34 Aan de verwijzende rechter moet daarom worden geantwoord, dat de artikelen 52 en 58 van het Verdrag aldus moeten worden uitgelegd, dat zij zich verzetten tegen een wetgeving van een lidstaat zoals de fiscale wetgeving die in het hoofdgeding aan de orde is, die de in een andere lidstaat gevestigde vennootschappen die in de eerstbedoelde lidstaat bedrijfsactiviteit uitoefenen door middel van een zich aldaar bevindende vaste inrichting, uitsluit van de enkel aan de in die eerste lidstaat gevestigde vennootschappen toegekende mogelijkheid om voor een lager tarief van de belasting op de winst in aanmerking te komen, indien er geen objectief verschil tussen de situatie van de twee categorieën van vennootschappen bestaat, dat een dergelijke ongelijke behandeling kan rechtvaardigen.
Kosten
35 De kosten door de Griekse en de Franse regering alsmede door de Commissie wegens indiening van hun opmerkingen bij het Hof gemaakt, kunnen niet voor vergoeding in aanmerking komen. Ten aanzien van de partijen in het hoofdgeding is de procedure als een aldaar gerezen incident te beschouwen, zodat de nationale rechterlijke instantie over de kosten heeft te beslissen.

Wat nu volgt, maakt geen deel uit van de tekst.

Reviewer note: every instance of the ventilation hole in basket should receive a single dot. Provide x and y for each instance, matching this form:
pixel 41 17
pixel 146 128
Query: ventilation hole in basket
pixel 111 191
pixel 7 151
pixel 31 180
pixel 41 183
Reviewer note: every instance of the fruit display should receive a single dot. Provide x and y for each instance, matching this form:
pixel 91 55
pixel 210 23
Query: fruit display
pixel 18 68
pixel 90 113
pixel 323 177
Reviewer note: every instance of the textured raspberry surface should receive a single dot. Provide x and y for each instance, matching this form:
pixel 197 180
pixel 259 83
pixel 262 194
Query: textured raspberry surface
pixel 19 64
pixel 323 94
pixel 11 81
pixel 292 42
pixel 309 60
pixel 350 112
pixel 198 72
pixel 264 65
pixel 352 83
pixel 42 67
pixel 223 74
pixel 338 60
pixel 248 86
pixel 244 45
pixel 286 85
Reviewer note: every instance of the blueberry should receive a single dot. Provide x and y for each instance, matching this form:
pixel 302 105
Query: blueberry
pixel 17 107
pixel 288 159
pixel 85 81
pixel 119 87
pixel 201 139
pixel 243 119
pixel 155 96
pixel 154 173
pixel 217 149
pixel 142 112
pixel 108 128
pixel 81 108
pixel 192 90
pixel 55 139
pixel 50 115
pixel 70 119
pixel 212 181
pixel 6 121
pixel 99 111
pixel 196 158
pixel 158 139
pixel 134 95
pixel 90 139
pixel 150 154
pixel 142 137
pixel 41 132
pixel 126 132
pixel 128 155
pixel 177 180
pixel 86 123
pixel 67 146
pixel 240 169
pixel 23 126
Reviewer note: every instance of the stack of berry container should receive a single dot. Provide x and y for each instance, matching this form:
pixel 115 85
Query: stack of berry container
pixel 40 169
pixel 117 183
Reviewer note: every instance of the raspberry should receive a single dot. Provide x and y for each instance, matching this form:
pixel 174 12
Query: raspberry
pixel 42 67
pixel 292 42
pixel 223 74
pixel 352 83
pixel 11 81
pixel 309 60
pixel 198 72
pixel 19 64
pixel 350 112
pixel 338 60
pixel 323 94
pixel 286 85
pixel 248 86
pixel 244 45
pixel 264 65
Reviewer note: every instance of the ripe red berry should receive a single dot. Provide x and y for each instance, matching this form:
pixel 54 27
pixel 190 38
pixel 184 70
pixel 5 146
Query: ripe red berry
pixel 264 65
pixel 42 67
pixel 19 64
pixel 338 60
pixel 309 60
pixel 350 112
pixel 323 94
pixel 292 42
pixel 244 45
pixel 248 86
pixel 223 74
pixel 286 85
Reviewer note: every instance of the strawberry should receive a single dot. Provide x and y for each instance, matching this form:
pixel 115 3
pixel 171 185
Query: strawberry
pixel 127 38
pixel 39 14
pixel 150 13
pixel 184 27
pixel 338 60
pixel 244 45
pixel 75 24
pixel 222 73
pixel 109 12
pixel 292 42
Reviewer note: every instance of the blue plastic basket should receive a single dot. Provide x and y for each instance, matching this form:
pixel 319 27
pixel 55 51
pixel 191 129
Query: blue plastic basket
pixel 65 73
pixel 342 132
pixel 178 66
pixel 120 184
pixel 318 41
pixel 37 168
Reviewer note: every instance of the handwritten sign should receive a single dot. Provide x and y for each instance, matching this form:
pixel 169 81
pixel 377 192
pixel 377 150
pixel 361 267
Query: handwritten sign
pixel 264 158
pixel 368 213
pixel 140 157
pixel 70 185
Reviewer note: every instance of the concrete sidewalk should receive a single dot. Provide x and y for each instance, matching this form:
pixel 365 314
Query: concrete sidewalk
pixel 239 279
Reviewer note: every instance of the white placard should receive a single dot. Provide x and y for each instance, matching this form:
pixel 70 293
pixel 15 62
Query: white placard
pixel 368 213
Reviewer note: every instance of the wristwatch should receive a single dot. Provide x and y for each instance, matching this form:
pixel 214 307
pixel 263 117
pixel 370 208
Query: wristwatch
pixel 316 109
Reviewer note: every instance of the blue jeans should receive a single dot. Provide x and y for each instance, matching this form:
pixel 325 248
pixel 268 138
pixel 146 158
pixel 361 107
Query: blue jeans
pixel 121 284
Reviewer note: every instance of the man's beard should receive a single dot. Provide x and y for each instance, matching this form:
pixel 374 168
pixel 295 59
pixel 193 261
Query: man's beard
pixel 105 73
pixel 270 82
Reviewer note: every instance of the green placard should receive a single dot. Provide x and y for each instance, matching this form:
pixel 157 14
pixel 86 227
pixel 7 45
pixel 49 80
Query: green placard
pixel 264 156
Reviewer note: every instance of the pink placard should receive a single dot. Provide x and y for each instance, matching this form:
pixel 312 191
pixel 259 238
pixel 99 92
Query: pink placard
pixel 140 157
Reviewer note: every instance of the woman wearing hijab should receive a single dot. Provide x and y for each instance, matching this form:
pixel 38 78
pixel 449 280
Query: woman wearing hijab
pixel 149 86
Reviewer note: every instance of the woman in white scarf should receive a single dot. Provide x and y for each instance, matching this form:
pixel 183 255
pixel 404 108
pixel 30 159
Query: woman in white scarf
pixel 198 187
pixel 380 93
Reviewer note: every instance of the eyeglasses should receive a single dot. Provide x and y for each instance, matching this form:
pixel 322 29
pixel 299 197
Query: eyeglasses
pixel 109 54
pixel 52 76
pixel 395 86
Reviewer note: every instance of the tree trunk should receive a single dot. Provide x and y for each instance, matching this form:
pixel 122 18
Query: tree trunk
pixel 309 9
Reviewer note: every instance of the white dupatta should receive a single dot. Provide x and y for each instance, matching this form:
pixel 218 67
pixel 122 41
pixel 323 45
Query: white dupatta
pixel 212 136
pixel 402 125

HET HOF VAN JUSTITIE (Vijfde kamer),
uitspraak doende op de door het Dioikitiko Protodikeio Peiraios bij vonnis van 30 juni 1997 gestelde vraag, verklaart voor recht:
De artikelen 52 en 58 EG-Verdrag moeten aldus worden uitgelegd, dat zij zich verzetten tegen een wetgeving van een lidstaat zoals de fiscale wetgeving die in het hoofdgeding aan de orde is, die de in een andere lidstaat gevestigde vennootschappen die in de eerstbedoelde lidstaat bedrijfsactiviteiten uitoefenen door middel van een zich aldaar bevindende vaste inrichting, uitsluit van de enkel aan de in die eerste lidstaat gevestigde vennootschappen toegekende mogelijkheid om voor een lager tarief van de belasting op de winst in aanmerking te komen, indien er geen objectief verschil tussen de situatie van de twee categorieën van vennootschappen bestaat, dat een dergelijke ongelijke behandeling kan rechtvaardigen.